Mikhail Fominykh: What I Read This Week
Mikhail Fominykh, Assistant Professor at Semey Medical University, shared on LinkedIn:
”What I Read This Week | Issue №20
This week — three papers: on managing thrombosis in cancer patients with thrombocytopenia, the circadian science of sleep, and long-term results from the AGILE trial in IDH1-mutated AML.
1. Anticoagulant therapy in patients with cancer and thrombocytopenia
J Thromb Thrombolysis, 2025 | [DOI: 10.1007/s11239-025-03188-x]
- Thrombocytopenia doesn’t protect from thrombosis — and vice versa.
- When PLT <50×10⁹/L, three strategies are possible:
- Full-dose anticoagulation with platelet support.
- Half-dose in moderate bleeding risk.
- Temporary hold when PLT <25×10⁹/L.
- LMWH remains the standard, though DOACs can be considered in moderate thrombocytopenia.
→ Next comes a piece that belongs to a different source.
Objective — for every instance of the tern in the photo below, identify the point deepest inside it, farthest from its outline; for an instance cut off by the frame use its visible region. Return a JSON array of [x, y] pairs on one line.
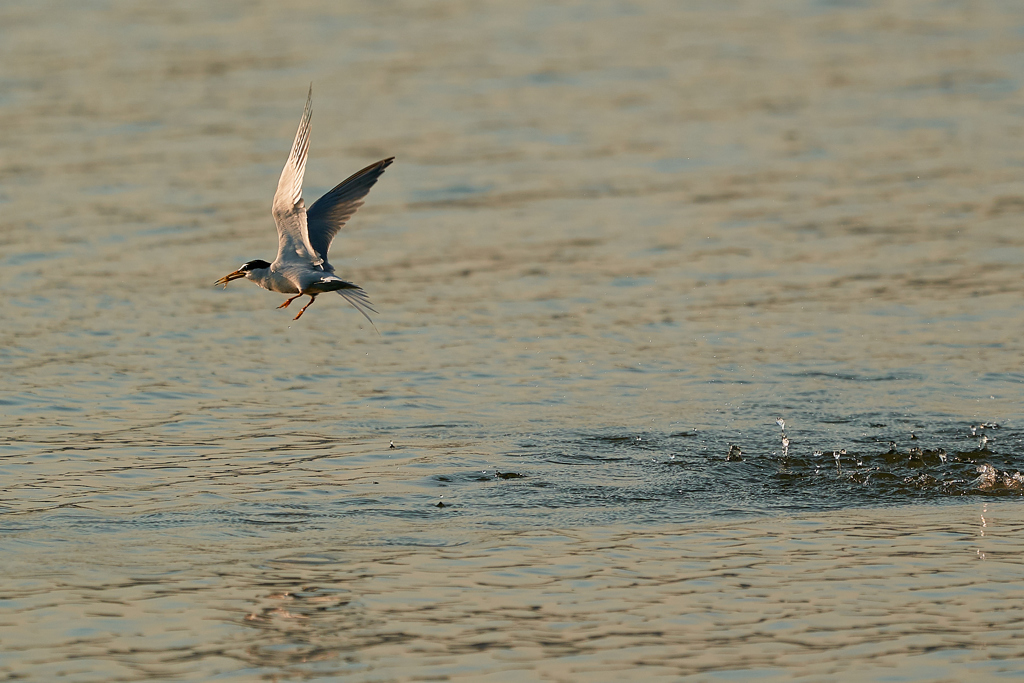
[[304, 236]]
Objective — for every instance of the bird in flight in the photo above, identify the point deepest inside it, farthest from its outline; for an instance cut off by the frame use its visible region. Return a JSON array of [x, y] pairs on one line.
[[304, 236]]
- In acute VTE (<30 days), maintaining anticoagulation at PLT ≥40–50×10⁹/L is preferred.\
Thrombocytopenia is not a reason to stop anticoagulation — it’s a reason to treat with more precision.
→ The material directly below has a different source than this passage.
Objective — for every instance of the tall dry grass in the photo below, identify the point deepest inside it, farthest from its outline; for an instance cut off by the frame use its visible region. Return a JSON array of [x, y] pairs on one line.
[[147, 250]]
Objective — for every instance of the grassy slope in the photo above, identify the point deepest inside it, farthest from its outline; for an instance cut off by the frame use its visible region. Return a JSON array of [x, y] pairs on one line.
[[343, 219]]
2. Better sleep through science
Nature, 2025 | [DOI: 10.1038/d41586-025-03148-8]
- Circadian physiology defines three pillars of healthy sleep:
- Light contrast: more daylight, less artificial light at night. Natural light can be 100× brighter than indoor lighting.
- Meal timing: eat within the first 8–10 hours after waking, finish dinner ≥3 hours before bed.
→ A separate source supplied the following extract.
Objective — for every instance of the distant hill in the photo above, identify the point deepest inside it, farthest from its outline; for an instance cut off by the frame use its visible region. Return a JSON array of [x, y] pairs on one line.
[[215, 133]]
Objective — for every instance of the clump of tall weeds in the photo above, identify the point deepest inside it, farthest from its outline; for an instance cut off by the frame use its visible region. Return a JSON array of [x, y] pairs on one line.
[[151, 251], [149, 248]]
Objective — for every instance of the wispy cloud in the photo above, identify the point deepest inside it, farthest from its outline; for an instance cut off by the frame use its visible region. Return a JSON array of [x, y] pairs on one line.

- Consistency: regular sleep–wake rhythm matters more than total duration.
- Modern habits — artificial light, late meals, and “social jet lag” — disrupt internal clocks and accelerate aging.
It’s not the number of hours, but alignment with your biological rhythm that defines restorative sleep and longevity.
3. Long-term results from the AGILE study of azacitidine plus ivosidenib vs placebo in newly diagnosed IDH1-mutated AML
Blood Advances, 2025 | [DOI: 10.1182/bloodadvances.2025016399]
- 3-year follow-up confirms sustained benefit of ivosidenib + azacitidine in newly diagnosed IDH1-mutated AML patients unfit for intensive chemotherapy.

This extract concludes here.